[REBOL] Re: Sort by first part of line
From: joel:neely:fedex at: 6-Sep-2002 18:29
Hi, Louis, and everybody,
I've been covered up, so I may have missed something, but here's my
suggestion for a different approach (forgive me if somebody has
mentioned this already or if I've misunderstood the problem!)
Louis A. Turk
wrote:
> Anyway, here is the data to be sorted if perchance it might be
> useful for timing purposes (691KB):
>
> http://www.pusatberita.com/test.txt
>
After glancing at your data, I decided to try a version that just
eliminates the sorting entirely. Let me restate the problem in
that fashion. We have:
- a file of text lines, each of which contains:
- a single space
- a three digit number (with zero padding on the left)
- a single space
- some words
and we desire
- the lines rearranged by the leading number, but otherwise in
the same order as the original data.
Since there are relatively few three-digit integers, I thought I'd
try setting up a collection of blocks, so that block 1 will hold
all lines beginning with 001, block 2 will hold all lines beginning
with 002, etc.
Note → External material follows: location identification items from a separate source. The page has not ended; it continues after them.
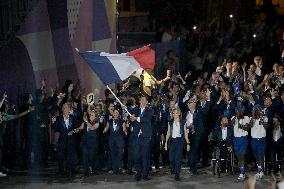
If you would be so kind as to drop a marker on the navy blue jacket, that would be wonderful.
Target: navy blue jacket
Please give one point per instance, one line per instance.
(119, 129)
(217, 135)
(59, 126)
(198, 122)
(145, 123)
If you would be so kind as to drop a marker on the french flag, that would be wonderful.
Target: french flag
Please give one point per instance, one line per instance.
(114, 68)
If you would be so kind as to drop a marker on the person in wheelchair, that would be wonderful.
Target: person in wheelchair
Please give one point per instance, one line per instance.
(277, 144)
(222, 139)
(240, 124)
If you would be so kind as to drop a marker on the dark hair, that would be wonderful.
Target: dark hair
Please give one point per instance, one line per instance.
(66, 85)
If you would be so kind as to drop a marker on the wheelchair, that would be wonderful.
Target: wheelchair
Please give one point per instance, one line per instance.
(222, 164)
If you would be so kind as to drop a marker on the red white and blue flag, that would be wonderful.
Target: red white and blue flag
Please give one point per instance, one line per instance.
(114, 68)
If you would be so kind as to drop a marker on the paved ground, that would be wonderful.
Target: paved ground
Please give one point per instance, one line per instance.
(160, 180)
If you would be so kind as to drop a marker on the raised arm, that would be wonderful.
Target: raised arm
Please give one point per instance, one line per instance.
(25, 112)
(3, 99)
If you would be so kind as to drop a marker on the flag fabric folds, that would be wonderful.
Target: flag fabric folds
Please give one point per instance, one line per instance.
(145, 56)
(114, 68)
(110, 68)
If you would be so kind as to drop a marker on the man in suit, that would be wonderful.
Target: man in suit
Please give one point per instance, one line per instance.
(195, 124)
(223, 137)
(66, 125)
(143, 117)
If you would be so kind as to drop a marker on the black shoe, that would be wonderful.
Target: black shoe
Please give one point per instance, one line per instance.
(146, 178)
(71, 174)
(137, 177)
(191, 173)
(177, 178)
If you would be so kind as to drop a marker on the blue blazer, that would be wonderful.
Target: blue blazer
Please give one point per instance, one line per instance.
(217, 135)
(59, 126)
(119, 129)
(145, 123)
(198, 122)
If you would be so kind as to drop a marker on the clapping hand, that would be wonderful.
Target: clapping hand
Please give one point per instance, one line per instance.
(5, 95)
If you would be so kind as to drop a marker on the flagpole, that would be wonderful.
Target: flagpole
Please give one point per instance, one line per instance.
(122, 105)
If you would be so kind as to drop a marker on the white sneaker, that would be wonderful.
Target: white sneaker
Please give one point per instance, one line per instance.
(2, 174)
(241, 177)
Here's the code, including timers...
8<--------
REBOL []
buffer: []
t0: now/time/precise
foreach item read/lines %pusatberita.text [
nr: to-integer copy/part next item 3
while [
nr > length? buffer
][
insert/only tail buffer copy []
]
append buffer/:nr item
]
t1: now/time/precise
print to-decimal t1 - t0
8<--------
When I run the above on my desk at work, using a downloaded copy
of your data, it takes about one second. To iterate through the
data lines in the desired order, we can do something like
foreach group buffer [
foreach line group [
print line ;; or whatever you wish to do with it
]
]
Someone who's already been benchmarking might try comparing this
with what's already been proposed, using the data from your web
site.
-jn-